Outcomes include minimising the impact of behavioural and psychological symptoms of dementia (BPSD) such as wandering, agitation and physically aggressive behaviour; helping to tackle anxiety and depression; better retention of speech and language; and improvements in wellbeing and quality of life.
Throughout the lifecycle of the Commission, academic studies have been enhanced by site visits which have provided highly-valuable, first-hand evidence of the amazing impact that music can have for people living with dementia. Online footage is also doing much to help raise awareness of the value of music, for example, the Alive Inside project’s video.
Interestingly, some studies into music and dementia have demonstrated a reduction in the use of antipsychotic medication for study participants. This is crucially important given the recent concerted effort to review and reduce the reliance on antipsychotic medication for individuals living with dementia.

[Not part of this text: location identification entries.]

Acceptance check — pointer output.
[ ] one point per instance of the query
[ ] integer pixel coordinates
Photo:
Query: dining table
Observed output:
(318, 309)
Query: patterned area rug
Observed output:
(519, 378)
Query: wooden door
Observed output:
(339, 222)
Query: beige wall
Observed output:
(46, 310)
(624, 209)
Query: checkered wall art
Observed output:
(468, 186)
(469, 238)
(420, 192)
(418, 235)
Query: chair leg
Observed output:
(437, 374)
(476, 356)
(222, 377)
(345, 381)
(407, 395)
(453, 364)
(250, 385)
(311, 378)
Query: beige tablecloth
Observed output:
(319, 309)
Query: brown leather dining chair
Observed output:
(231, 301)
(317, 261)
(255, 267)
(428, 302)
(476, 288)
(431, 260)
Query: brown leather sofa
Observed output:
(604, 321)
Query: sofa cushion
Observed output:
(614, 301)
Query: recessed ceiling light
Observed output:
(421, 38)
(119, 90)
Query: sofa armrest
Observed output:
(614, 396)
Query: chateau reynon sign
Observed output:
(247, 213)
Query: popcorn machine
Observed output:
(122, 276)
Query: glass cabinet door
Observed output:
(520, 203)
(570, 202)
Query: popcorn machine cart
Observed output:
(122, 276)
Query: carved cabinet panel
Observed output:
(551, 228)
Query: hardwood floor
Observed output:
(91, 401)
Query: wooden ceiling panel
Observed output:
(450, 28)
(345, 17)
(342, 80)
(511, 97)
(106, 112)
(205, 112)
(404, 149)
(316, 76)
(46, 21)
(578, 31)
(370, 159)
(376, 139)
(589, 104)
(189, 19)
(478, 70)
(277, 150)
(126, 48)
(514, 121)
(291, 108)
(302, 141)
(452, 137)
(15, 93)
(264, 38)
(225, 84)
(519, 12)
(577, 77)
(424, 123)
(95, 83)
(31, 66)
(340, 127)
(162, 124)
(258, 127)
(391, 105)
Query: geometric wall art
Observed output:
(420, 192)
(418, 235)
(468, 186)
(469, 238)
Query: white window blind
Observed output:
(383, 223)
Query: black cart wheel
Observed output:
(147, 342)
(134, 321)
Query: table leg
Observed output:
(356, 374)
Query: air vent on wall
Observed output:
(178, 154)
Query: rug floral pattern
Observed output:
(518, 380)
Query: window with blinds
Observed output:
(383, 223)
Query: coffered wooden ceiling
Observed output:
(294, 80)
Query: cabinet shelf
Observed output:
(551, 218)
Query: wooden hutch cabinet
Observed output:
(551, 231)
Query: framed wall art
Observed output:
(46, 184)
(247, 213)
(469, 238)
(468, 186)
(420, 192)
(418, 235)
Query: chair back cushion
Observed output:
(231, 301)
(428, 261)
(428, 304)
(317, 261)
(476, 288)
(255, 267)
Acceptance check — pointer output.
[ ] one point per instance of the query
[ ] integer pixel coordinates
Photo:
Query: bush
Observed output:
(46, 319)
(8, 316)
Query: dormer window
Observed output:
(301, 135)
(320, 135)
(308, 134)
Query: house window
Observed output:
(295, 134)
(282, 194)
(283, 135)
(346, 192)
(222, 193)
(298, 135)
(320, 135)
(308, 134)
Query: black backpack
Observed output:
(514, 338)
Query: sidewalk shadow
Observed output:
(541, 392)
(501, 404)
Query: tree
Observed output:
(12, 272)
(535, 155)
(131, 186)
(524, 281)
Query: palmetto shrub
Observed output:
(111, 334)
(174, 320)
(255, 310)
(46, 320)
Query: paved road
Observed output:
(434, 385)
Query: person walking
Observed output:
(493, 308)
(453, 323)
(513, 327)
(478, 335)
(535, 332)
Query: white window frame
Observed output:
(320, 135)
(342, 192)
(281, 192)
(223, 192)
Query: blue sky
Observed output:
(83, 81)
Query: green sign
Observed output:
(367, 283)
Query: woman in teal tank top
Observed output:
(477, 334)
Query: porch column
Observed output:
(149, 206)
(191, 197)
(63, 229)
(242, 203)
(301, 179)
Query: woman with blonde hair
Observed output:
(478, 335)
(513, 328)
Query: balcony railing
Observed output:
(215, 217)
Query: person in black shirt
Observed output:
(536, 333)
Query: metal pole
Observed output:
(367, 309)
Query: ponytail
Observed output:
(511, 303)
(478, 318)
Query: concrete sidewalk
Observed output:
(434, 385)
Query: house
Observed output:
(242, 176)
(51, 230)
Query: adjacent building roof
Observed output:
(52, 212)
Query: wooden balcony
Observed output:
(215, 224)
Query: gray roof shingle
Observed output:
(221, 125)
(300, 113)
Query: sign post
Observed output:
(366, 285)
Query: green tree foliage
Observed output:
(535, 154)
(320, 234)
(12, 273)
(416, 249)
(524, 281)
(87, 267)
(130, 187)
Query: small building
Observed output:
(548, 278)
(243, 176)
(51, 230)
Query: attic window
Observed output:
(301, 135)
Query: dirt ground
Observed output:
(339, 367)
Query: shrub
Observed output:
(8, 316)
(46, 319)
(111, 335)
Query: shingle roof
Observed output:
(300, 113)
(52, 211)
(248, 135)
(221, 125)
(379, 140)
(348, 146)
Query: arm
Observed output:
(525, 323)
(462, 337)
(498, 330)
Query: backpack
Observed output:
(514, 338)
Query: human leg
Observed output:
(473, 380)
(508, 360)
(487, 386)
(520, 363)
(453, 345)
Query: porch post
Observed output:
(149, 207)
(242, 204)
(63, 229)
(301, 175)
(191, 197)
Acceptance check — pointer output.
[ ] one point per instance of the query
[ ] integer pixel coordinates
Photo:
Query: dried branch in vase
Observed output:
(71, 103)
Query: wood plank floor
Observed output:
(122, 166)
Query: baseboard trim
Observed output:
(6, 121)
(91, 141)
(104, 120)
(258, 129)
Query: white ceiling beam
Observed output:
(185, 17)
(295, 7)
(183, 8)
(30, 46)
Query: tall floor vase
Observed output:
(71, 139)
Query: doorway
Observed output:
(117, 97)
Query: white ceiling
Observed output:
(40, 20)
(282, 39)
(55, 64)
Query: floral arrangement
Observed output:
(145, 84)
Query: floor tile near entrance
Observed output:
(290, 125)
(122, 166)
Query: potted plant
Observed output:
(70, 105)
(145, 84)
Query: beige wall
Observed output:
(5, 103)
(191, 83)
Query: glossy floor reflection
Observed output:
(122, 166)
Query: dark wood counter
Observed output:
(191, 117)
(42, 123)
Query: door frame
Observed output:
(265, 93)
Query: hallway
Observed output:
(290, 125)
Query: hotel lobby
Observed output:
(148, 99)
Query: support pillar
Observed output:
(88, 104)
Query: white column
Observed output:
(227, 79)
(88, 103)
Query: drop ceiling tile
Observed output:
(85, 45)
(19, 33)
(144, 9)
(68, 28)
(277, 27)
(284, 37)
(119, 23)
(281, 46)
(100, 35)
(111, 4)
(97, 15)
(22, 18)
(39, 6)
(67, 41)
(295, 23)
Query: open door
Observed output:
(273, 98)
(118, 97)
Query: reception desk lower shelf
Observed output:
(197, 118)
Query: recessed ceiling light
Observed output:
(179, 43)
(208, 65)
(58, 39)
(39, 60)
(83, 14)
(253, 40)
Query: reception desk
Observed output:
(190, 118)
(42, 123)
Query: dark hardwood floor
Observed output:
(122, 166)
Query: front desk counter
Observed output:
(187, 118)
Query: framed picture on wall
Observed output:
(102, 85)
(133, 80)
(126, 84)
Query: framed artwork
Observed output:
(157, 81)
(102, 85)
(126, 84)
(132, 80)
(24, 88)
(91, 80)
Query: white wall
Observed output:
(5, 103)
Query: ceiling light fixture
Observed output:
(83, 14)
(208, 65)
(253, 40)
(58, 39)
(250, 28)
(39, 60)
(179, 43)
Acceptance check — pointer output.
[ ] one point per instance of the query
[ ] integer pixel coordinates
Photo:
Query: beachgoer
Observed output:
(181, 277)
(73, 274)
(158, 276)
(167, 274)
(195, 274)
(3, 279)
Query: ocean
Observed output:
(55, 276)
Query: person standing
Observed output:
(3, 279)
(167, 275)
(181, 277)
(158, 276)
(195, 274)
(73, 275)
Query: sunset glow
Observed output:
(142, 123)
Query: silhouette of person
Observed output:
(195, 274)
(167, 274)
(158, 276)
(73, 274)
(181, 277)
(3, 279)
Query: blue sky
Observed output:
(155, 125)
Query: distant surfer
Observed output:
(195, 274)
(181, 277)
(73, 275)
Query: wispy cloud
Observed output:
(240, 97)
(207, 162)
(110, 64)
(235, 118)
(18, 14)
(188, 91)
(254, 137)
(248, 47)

Studies also discuss the positive impact of music for carers, such as reduced stress and, for those employed in caring, increased capacity for other tasks. For example, if day-to-day tasks can be made less stressful for the resident through using therapeutic music (for example, getting dressed), the care worker can have more time to dedicate to other residents and activities.
We conclude that there is a need to unify existing activities in the field, and improve local information and data collection for use by professionals and the public alike. At the same time, researchers should focus on developing cost-effectiveness evidence, particularly important in a time of belt-tightening. Meanwhile, private sector and philanthropic organisations can play a powerful role by recognising the value of music, and by utilising their own resources and expertise to help grasp some of the opportunities available. This could include the increased involvement of technology companies to help make music available to all, for a minimal cost.
Ultimately, raising public awareness will be crucially important. With the ambitious aim that every person with dementia should be able to access music by 2020, The Utley Foundation is committed to launching a new Ambassador for Dementia and Music role to help provide leadership and impetus to the agenda. This Ambassador will lead a taskforce dedicated to positive change and will be key in taking this work forward.
At the heart of this debate is the right for people with dementia to have not just a life, but a good life and to be comforted and enlivened by the power of music. After all, without a song or a dance, what are we?